IBM Spectrum LSF quick reference
Quick reference to LSF commands, daemons, configuration files, log files, and important cluster configuration parameters.
Sample UNIX and Linux installation directories
Daemon error log files
Daemon error log files are stored in the directory that is defined by LSF_LOGDIR in the lsf.conf file.
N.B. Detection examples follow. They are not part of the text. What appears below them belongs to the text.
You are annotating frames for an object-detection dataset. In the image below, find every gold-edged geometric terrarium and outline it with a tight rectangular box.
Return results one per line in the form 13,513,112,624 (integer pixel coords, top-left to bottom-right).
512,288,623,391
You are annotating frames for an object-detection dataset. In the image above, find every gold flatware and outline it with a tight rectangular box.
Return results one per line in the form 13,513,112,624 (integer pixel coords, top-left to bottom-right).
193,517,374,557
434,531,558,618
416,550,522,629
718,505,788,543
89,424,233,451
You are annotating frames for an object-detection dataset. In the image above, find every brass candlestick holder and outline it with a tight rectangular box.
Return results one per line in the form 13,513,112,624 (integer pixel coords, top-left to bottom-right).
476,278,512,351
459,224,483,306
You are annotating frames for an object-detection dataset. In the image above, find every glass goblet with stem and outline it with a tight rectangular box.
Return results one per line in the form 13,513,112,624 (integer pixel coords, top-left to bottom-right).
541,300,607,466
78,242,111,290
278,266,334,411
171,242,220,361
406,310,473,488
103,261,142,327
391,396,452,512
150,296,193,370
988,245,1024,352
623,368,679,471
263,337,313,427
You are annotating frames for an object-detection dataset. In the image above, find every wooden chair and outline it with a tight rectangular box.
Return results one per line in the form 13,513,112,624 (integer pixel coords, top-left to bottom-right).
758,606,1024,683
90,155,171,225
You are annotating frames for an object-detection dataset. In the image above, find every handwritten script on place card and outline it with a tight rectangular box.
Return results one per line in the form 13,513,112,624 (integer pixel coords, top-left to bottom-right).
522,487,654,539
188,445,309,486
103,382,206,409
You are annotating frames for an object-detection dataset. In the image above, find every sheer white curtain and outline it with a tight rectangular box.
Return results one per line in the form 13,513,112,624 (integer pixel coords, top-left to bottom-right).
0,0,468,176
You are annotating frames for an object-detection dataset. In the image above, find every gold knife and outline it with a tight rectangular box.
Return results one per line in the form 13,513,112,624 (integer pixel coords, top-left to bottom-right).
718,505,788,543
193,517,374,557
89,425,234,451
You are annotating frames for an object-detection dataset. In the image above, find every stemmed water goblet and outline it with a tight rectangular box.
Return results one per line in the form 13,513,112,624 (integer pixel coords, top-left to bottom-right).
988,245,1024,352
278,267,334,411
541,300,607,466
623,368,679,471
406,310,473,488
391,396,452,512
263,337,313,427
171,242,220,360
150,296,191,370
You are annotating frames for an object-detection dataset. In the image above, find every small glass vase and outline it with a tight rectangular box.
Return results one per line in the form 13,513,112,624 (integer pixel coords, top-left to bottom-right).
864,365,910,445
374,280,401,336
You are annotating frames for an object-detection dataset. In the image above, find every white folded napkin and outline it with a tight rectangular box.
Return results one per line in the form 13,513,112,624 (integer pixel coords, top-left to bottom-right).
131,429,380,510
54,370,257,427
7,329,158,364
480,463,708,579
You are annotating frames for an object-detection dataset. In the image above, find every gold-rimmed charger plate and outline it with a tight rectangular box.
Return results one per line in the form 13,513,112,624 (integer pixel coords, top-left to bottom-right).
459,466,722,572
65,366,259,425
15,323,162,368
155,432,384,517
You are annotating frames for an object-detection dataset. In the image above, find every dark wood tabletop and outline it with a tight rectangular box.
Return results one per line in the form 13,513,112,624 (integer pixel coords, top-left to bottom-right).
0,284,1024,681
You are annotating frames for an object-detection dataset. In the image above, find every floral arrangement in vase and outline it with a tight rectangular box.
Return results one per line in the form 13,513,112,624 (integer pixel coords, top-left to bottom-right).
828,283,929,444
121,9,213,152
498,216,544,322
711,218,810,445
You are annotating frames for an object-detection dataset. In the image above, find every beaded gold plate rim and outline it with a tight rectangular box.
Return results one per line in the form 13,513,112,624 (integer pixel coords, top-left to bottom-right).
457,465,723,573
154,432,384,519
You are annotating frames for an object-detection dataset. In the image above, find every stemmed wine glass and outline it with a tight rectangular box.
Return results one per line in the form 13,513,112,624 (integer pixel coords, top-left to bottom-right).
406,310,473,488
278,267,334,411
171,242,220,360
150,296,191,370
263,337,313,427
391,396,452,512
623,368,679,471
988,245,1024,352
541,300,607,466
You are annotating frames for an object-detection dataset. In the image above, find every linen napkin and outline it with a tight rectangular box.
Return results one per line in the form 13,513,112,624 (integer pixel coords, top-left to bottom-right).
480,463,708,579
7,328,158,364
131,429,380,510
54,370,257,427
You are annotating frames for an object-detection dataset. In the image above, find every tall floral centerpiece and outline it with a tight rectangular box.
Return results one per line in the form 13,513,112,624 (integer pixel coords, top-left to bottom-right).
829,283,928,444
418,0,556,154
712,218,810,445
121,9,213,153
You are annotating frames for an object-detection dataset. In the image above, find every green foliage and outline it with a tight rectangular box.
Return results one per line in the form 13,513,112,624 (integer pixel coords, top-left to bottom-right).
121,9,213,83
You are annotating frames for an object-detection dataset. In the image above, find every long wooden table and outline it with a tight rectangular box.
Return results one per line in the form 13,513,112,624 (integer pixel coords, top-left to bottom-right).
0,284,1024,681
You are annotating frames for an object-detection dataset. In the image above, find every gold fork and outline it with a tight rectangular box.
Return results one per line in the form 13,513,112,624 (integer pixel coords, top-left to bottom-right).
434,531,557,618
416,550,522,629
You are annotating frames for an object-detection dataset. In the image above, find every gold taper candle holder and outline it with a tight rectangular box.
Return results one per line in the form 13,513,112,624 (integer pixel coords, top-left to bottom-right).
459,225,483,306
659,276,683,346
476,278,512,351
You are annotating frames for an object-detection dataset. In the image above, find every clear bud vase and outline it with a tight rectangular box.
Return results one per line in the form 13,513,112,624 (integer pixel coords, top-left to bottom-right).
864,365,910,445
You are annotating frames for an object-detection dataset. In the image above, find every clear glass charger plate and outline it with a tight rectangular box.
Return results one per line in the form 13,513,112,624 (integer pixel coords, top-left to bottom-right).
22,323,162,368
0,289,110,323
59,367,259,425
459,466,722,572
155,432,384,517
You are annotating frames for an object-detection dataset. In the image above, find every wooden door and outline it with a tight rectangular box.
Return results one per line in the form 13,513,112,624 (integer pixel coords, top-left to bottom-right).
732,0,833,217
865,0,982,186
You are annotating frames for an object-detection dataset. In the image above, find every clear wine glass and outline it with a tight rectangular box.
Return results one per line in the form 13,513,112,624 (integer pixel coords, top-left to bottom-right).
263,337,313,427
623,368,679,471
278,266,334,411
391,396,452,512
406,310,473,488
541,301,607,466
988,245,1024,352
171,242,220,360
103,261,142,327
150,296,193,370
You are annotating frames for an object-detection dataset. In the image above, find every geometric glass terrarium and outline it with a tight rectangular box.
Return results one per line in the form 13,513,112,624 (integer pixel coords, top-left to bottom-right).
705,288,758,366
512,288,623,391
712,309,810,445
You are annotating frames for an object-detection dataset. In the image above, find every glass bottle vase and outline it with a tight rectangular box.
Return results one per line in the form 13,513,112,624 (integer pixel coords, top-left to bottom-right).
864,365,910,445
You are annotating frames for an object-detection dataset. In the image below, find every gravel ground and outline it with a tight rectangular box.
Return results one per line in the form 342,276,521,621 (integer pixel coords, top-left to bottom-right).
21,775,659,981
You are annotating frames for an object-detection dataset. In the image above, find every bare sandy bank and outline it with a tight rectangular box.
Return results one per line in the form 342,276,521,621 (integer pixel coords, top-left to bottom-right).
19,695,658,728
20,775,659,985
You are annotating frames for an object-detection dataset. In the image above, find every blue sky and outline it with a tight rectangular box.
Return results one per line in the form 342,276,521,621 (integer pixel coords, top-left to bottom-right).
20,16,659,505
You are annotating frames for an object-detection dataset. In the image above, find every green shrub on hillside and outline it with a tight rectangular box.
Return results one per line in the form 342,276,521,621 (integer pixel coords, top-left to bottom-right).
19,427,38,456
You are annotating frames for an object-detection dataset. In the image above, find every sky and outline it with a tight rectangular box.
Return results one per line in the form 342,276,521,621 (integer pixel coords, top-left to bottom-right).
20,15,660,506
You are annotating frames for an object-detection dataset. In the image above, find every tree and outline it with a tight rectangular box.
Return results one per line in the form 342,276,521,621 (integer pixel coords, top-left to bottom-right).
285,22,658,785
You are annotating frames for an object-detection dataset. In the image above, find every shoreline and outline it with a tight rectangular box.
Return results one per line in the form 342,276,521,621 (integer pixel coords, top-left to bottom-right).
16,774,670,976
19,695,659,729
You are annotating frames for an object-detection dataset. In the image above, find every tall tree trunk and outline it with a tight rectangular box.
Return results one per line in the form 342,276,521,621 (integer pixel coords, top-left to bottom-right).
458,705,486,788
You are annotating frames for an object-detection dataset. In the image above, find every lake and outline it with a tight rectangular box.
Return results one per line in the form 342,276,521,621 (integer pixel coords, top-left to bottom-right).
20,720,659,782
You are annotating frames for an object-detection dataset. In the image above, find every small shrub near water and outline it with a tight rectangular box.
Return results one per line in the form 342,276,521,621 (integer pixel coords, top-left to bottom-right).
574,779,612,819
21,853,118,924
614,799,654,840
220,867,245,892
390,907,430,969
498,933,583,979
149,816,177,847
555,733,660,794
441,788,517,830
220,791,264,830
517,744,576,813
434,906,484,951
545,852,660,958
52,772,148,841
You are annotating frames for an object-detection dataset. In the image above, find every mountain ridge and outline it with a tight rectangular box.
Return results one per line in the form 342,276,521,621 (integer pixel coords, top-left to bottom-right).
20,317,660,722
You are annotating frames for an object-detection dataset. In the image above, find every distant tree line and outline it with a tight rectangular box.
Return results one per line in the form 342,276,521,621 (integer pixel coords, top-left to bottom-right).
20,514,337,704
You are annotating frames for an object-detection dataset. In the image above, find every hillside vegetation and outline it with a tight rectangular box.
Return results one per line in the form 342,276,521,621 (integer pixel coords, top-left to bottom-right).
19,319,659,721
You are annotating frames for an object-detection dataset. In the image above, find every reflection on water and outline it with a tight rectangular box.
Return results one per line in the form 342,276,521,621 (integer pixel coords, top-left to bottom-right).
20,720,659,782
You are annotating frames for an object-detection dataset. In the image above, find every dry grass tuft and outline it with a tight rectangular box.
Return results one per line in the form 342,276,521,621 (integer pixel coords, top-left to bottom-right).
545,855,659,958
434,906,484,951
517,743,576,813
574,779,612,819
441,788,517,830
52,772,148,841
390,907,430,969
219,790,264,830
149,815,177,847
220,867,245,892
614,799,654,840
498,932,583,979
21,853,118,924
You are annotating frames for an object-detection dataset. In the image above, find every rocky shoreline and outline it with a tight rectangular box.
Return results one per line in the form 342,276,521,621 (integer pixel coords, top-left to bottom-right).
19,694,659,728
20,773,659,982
LSF base system daemon log files | LSF batch system daemon log files |
---|---|
pim.log.host_name | mbatchd.log.host_name |
res.log.host_name | sbatchd.log.host_name |
lim.log.host_name | mbschd.log.host_name |
If the EGO_LOGDIR parameter is defined in the ego.conf file, the lim.log.host_name file is stored in the directory that is defined by the EGO_LOGDIR parameter.
Configuration files
The lsf.conf, lsf.shared, and lsf.cluster.cluster_name files are located in the directory that is specified by the LSF_CONFDIR parameter in the lsf.conf file.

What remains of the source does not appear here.